After another commenter points out that some of the other companies the Times writer has spoken to are in fact for-profit corporations (eCollege, for example), Pogue responds in a second comment that the Times' policy is only that reporters must avoid relationships with companies that they have written about or will write about. “Raytheon is fine--I have never written about Raytheon, and never will “ he writes. “All those training and educational outfits I listed are fine, too. I don't write about them, and won't write about them.
A key point in Pogue’s favor, is that, as he explains, the Times has given him case-by-case approval for speaking engagements that might otherwise conflict with the paper’s policy for reporters. In that sense, he hasn’t broken the rules, as he’s been given a special dispensation for certain engagements. He also doesn’t accept money for speaking engagements with for-profit companies, according to comments.

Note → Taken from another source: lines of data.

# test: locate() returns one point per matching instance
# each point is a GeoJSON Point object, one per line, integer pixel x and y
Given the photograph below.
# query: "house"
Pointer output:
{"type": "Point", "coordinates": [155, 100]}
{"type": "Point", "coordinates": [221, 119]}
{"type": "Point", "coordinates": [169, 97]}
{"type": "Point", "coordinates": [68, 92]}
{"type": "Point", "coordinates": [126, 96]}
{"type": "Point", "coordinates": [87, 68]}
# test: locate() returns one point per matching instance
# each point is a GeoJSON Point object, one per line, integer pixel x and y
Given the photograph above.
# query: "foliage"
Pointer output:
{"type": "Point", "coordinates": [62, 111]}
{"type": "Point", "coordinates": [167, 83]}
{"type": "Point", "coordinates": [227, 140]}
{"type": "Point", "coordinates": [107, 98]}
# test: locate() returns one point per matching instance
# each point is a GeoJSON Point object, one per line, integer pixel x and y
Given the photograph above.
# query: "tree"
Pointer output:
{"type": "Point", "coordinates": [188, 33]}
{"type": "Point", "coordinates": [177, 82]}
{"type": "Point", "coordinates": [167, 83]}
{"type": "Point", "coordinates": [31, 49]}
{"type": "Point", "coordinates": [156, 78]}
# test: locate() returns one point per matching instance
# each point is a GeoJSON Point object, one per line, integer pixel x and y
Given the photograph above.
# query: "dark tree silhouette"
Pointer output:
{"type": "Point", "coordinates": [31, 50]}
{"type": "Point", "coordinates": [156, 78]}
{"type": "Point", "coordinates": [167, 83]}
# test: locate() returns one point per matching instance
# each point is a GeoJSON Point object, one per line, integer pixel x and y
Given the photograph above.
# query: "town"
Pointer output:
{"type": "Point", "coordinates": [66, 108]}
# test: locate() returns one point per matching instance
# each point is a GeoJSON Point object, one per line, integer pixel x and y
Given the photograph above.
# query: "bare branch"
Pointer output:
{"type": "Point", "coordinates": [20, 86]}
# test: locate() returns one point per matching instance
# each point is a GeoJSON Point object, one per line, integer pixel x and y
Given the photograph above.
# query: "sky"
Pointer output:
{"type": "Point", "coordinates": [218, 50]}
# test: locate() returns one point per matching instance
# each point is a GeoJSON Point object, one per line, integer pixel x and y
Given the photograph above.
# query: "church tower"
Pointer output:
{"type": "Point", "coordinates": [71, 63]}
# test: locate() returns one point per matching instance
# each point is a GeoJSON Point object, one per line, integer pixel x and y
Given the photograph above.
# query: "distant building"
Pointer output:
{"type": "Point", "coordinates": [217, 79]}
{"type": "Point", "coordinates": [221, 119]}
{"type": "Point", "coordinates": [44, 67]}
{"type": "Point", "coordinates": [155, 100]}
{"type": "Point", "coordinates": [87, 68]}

At the same time, The NYTPicker makes a good point, that these dispensations themselves may constitute a favoritism toward Pogue, if he’s routinely allowed to attend events that would otherwise break the rules, like another they cite:
Staff members should not accept invitations from outside our company to speak where their function is to attract customers to an event primarily intended as profit-making.
In their second post, NYTPicker points out that Pogue hasn’t revealed the bulk of the New York Times' rules, and that beyond not writing about companies they’ve spoken to, reporters must also not accept compensation or travel money from any for-profit company, regardless of whether they might write about it.
Pogue defends himself in yet another comment, arguing that his upcoming appearances at corporate events like MacWorld will be entirely unpaid. He does not, however address whether he received any money for his appearances at Raytheon (or eCollege), which the NYTPicker alleges may have been paid.
It’s a thorny issue. It looks like Pogue is probably following the rules in a concrete sense, but all of this raises the question about how and why a paper like the New York Times decides to suspend the rules meant to keep reporters from conflict of interest in some specific cases, but perhaps not others.